社交界 4
「父上、あまり人の欠点を大声で言うのは宜しくないですよ。」
今度は、ジルデバル辺境伯を父と言ってくる男の子が現れた。
カルロとは、正反対の色白で金髪の少年は僕と同じくらいの背格好かな?
美少年なのは間違いないが、何か僕を見る目が凄く嫌らしく感じるのだけど。
「父の、行き過ぎた言葉に謝罪申し上げます。僕はデューラン・ジルデバルと申します。父もこの国の事を思うあまりの行き過ぎた言葉ですので、ご容赦下さい。」
優雅な動作でお辞儀をするデューラン。
しかし、何だろうこの悪寒めいた感じは?
「解りました。謝罪は受け入れましょう。
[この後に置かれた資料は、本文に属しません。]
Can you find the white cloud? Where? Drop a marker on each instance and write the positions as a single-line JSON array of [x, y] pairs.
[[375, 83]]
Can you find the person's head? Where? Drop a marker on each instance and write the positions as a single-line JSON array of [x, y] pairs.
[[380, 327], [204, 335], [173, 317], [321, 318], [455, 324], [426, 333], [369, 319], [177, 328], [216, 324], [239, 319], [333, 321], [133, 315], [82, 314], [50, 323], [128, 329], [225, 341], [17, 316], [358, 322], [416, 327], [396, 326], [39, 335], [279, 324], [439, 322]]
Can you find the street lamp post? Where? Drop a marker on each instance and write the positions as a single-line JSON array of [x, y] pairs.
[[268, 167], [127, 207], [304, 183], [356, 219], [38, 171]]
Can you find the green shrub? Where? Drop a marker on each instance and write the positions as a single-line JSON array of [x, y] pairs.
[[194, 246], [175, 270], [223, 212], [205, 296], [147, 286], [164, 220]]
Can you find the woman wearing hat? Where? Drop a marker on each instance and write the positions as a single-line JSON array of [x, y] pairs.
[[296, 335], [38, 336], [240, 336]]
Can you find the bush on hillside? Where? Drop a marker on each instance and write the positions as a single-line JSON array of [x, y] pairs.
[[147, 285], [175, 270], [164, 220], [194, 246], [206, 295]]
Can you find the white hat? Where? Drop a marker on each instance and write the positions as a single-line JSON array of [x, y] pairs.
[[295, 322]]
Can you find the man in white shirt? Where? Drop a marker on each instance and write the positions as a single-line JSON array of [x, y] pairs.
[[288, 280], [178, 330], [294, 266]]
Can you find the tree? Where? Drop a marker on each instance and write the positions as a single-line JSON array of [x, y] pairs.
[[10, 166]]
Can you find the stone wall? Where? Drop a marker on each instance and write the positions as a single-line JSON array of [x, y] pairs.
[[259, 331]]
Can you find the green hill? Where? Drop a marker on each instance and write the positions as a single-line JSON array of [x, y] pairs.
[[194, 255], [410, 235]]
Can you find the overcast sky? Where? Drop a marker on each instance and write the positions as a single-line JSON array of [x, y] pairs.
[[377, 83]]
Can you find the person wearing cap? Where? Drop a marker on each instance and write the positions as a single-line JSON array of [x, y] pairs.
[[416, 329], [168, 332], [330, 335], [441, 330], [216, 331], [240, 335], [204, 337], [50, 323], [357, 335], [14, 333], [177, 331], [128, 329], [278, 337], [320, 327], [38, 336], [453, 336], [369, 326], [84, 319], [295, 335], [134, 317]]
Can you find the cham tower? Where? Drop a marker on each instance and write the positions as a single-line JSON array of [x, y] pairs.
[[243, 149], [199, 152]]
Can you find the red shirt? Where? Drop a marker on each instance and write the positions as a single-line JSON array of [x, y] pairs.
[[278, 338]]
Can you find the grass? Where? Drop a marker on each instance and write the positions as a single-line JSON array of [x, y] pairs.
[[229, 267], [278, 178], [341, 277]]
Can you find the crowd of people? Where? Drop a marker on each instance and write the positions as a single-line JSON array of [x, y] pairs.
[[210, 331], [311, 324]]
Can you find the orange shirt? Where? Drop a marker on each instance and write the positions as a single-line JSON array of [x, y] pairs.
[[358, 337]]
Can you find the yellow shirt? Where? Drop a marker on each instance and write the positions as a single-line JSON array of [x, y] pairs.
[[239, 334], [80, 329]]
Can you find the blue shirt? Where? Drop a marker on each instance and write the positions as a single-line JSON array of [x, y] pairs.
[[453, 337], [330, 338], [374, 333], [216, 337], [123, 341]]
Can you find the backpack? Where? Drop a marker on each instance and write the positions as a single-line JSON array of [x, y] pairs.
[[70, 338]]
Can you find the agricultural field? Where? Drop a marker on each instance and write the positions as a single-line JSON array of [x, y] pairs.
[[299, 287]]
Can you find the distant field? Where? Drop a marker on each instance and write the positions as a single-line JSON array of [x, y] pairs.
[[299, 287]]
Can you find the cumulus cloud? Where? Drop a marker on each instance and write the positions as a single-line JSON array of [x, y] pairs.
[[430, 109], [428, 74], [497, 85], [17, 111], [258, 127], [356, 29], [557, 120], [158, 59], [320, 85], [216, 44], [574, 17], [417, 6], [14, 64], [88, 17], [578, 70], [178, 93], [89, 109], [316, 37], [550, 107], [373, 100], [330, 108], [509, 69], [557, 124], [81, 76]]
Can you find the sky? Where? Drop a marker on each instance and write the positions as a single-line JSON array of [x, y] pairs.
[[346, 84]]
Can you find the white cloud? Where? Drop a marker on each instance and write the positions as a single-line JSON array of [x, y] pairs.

但し今後、このような容姿に関して非難するのは止めていただきたい。」
「もっともです。それに僕としては彼の様な美しい方は、女であろうと男であろうと関係ないと思っておりますから。」
お!何だこの感じ!危険信号が鳴りっぱなしだ!
「レンティエンス君でしたね。僕はデューラン・ジルデバルです。デューとお呼び下さい。」
そう言って僕の手を取り、口づけをしてきた。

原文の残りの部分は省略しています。